Other simple solutions have been proposed to solve the overestimation of gas mass flow rate under multi-phase conditions. For example, Murdock, ignores any interaction (momentum exchange) between the gas and liquid phases and proposed to calculate the gas mass flow if the ratio of gas to liquid mass flow is known in advance. See Murdock, J. W. (1962). Two Phase Flow Measurement with Orifices, ASME Journal of Basic Engineering, December, 419-433. Unfortunately this method still has up to a 20% error rate or more.
While past attempts at metering multi-phase fluid streams have produced acceptable results below the ninety to ninety five percent (90-95%) void fraction range, they have not provided satisfactory metering for the very high void multi-phase flows which have less than five to ten (5-10%) non-gas phase by volume. When discussing large amounts of natural gas or other fuel, even a few percent difference in the amount of non-gas phase can mean substantial differences in the value of a production facility. For example, if there are two wells which produce equal amounts of natural gas per day. The first well produces, by volume, 1% liquid and the second well produces 5% liquid. If a conventional mass flow rate meter is relied upon to determine the amount of gas produced, the second well will erroneously appear to produce as much as 20-30% more gas than the first well. Suppose further that the liquid produced is a light hydrocarbon liquid (e.g. a gas condensate such as butane or propane) which is valuable in addition to the natural gas produced. Conventional meters will provide no information about the amount of liquid produced. Then if the amount of liquid produced is equally divided between the two wells, the value of the production from the first well will be overestimated while the production from the second well will be underestimated. To properly value the gas and liquid production from both wells, a method of more accurately determining the mass flow rate of both the gas and liquid phases is required.

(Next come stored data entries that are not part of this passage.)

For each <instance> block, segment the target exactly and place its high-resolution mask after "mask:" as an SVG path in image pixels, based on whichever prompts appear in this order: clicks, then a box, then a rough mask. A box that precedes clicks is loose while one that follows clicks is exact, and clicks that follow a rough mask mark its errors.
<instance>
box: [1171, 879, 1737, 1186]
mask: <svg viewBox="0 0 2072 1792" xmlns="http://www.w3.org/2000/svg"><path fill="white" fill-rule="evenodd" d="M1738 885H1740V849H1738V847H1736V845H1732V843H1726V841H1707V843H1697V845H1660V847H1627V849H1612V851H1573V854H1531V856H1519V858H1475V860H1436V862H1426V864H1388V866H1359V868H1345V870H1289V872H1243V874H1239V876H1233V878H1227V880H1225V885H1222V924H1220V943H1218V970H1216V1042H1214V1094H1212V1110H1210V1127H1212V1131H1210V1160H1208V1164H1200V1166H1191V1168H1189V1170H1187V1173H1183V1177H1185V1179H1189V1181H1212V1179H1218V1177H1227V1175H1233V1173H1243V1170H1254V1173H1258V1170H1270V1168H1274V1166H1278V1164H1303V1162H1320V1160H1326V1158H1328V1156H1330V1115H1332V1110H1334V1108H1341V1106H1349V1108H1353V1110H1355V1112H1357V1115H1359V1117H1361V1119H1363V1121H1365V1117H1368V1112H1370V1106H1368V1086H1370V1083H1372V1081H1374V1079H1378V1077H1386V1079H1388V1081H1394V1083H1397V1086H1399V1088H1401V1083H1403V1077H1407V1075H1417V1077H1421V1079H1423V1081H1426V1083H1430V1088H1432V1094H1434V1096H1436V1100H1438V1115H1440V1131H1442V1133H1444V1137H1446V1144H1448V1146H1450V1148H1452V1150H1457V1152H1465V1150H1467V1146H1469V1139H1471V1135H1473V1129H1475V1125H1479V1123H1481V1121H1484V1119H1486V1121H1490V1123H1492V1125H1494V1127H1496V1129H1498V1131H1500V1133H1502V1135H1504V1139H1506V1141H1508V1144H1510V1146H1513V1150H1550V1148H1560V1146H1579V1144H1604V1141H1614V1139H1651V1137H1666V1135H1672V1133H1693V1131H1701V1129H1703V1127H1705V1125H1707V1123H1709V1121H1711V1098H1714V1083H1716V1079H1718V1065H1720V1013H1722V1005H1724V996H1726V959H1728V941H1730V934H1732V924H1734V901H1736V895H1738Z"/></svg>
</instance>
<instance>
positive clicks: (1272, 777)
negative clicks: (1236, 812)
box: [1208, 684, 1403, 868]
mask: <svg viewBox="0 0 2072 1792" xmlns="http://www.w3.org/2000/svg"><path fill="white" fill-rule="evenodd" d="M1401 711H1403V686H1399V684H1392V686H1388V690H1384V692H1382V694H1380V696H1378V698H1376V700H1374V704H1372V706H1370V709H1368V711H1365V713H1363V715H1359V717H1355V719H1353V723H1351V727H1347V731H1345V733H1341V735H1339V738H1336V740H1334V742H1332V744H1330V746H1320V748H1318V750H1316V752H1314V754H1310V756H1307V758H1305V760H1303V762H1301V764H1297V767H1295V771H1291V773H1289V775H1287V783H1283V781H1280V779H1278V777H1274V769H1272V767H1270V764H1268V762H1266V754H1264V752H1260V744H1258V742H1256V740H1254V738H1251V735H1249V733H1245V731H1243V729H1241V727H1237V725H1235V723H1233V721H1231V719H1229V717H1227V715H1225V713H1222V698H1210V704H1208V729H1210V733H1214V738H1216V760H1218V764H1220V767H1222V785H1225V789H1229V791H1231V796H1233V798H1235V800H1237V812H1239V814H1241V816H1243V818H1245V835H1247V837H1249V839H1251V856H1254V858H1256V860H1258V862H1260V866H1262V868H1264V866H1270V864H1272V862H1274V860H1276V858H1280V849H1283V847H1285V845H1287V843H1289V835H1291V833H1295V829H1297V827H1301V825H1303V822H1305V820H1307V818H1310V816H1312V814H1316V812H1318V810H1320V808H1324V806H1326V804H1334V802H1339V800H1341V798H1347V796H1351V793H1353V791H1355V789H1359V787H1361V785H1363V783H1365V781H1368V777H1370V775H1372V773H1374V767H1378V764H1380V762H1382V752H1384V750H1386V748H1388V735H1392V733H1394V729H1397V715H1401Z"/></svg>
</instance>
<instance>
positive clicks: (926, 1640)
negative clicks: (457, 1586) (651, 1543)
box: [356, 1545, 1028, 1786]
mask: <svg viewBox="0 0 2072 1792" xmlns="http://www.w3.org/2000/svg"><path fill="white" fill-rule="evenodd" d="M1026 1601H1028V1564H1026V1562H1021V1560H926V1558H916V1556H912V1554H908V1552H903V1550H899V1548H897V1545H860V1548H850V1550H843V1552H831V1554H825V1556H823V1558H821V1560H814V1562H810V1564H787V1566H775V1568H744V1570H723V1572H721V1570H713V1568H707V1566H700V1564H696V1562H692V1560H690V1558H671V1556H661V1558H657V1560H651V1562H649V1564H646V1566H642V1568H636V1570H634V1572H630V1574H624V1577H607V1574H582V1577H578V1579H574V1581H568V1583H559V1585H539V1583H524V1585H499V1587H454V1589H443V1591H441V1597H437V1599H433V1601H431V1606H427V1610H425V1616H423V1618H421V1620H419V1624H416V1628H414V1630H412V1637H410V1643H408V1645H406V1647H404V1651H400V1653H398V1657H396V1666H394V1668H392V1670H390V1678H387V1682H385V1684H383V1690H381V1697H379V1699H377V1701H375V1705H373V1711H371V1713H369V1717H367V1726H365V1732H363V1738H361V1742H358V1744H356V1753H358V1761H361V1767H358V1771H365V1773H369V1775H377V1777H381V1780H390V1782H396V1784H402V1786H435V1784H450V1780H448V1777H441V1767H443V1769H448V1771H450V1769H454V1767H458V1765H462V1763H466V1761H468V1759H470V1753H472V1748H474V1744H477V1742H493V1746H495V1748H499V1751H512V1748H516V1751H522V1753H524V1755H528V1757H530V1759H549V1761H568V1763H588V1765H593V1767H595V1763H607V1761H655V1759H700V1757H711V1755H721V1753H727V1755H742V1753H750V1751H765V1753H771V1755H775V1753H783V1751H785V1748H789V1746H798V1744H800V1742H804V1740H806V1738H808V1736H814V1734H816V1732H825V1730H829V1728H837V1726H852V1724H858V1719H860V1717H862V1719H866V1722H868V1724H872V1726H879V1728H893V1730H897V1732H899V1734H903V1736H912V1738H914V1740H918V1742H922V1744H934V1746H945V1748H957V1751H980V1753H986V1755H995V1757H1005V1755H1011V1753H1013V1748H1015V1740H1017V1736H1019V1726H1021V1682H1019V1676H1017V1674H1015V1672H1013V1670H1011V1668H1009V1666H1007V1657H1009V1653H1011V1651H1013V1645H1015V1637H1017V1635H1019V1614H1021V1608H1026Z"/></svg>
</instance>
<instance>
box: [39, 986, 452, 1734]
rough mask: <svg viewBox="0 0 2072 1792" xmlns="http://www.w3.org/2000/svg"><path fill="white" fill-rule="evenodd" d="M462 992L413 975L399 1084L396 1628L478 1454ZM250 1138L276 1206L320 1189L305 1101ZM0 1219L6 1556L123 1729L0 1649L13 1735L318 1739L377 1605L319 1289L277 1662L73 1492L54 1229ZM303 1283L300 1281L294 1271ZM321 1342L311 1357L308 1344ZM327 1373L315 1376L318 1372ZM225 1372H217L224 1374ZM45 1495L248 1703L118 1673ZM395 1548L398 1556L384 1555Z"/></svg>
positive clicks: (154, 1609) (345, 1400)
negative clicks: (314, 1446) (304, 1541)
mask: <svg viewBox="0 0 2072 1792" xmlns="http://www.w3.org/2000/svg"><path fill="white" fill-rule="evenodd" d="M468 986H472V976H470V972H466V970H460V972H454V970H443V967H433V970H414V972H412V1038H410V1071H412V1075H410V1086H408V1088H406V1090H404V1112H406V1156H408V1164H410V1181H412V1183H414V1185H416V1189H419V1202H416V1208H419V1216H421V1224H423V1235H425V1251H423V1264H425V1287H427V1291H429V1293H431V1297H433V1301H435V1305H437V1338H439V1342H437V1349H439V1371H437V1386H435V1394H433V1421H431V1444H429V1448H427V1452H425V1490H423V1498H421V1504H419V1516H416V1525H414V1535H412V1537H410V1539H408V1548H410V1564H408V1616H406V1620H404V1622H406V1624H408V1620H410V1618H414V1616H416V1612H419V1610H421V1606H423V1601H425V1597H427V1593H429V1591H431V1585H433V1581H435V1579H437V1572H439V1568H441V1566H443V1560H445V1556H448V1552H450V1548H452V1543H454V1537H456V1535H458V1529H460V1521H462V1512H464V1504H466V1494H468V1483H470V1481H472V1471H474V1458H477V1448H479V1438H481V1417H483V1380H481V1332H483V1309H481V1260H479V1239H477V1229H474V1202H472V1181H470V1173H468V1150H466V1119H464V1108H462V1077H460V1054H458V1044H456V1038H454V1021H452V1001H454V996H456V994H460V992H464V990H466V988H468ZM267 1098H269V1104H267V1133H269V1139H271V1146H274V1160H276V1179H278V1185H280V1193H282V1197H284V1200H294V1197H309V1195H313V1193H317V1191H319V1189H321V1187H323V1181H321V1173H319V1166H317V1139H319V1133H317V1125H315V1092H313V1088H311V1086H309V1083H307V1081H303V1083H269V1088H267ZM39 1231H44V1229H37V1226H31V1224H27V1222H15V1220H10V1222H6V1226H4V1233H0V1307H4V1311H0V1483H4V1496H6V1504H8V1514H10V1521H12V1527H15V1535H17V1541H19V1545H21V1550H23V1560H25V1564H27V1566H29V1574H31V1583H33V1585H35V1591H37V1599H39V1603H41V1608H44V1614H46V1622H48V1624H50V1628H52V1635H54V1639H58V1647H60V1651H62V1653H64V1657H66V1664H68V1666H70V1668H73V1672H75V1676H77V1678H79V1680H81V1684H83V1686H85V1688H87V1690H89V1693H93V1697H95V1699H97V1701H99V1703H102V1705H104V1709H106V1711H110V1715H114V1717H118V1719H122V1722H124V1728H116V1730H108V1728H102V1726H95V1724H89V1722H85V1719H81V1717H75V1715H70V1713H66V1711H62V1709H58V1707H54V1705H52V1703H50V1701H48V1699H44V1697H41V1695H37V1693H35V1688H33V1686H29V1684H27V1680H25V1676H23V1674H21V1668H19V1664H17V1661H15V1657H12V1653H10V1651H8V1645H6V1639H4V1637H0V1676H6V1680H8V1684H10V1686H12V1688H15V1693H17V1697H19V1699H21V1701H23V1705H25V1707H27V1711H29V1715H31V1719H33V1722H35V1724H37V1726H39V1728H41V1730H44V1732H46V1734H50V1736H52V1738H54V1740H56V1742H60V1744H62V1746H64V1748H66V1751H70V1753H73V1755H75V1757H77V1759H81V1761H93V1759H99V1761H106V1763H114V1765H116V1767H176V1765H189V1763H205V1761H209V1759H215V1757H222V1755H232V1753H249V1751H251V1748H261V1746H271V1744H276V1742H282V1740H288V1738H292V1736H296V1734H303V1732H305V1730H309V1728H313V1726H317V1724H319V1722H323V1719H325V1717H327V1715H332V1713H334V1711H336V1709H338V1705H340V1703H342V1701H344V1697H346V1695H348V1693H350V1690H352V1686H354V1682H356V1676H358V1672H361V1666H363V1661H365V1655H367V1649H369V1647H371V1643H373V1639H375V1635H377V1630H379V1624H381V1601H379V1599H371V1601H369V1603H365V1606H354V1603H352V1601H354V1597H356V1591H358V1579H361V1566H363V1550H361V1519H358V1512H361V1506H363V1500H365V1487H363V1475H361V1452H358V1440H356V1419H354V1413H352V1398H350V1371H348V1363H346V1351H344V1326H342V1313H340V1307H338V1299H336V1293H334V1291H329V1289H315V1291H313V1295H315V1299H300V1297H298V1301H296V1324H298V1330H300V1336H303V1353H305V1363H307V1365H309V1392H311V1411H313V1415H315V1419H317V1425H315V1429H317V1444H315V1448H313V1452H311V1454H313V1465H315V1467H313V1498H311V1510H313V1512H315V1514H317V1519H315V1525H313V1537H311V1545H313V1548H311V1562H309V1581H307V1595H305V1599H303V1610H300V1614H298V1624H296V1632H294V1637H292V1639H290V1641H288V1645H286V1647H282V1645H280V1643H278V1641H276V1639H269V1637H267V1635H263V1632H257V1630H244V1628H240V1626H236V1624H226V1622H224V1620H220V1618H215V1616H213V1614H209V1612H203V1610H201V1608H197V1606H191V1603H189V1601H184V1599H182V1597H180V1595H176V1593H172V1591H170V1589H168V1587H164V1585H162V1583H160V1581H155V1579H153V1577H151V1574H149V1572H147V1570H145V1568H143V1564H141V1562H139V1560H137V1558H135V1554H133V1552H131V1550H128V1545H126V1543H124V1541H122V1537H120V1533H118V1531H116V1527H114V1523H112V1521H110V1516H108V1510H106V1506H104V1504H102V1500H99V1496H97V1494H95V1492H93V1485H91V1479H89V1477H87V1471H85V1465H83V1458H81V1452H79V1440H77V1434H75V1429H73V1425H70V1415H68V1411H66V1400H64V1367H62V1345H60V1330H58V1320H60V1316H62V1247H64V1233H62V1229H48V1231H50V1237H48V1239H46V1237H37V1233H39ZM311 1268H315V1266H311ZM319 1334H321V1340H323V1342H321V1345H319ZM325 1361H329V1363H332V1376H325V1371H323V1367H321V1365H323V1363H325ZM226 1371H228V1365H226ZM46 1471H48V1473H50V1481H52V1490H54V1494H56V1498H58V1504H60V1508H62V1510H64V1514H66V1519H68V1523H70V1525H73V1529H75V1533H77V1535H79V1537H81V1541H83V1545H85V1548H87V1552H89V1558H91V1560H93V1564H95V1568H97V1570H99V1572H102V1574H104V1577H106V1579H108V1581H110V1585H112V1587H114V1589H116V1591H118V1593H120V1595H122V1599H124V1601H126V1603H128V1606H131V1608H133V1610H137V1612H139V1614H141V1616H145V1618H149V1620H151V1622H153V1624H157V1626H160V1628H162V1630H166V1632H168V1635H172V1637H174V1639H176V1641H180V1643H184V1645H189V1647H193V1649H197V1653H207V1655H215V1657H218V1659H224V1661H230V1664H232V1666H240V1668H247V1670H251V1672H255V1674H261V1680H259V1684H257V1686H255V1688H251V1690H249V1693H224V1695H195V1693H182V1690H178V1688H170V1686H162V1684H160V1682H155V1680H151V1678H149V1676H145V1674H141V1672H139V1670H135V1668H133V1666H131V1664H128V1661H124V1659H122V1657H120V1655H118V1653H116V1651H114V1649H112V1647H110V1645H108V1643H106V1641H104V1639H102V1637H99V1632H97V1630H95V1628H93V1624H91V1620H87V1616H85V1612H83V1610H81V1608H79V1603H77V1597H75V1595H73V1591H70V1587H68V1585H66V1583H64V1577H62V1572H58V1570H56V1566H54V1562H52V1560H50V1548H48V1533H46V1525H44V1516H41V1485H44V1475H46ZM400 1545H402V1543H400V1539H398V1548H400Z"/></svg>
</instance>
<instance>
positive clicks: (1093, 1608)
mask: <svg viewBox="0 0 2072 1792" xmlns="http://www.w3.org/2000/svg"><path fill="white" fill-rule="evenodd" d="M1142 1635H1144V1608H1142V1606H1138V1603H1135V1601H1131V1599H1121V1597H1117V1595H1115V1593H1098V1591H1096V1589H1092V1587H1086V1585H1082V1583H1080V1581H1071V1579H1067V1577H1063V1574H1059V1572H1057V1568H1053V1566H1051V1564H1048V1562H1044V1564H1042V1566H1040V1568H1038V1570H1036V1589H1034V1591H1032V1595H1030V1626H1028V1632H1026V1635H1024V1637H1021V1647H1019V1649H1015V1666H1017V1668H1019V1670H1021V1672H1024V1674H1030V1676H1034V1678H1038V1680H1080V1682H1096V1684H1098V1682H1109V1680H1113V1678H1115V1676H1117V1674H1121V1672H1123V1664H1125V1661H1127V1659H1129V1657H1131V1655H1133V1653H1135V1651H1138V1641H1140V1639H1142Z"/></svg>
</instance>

The prior art, however, has been generally incapable of accurately metering the very high void multi-phase fluid streams. In light of the problems of the prior art, there is a need for an apparatus and method that is less complex and provides increased accuracy for very high void multi-phase fluid streams. Such an apparatus and method should be physically rugged, simple to use, and less expensive than current technology.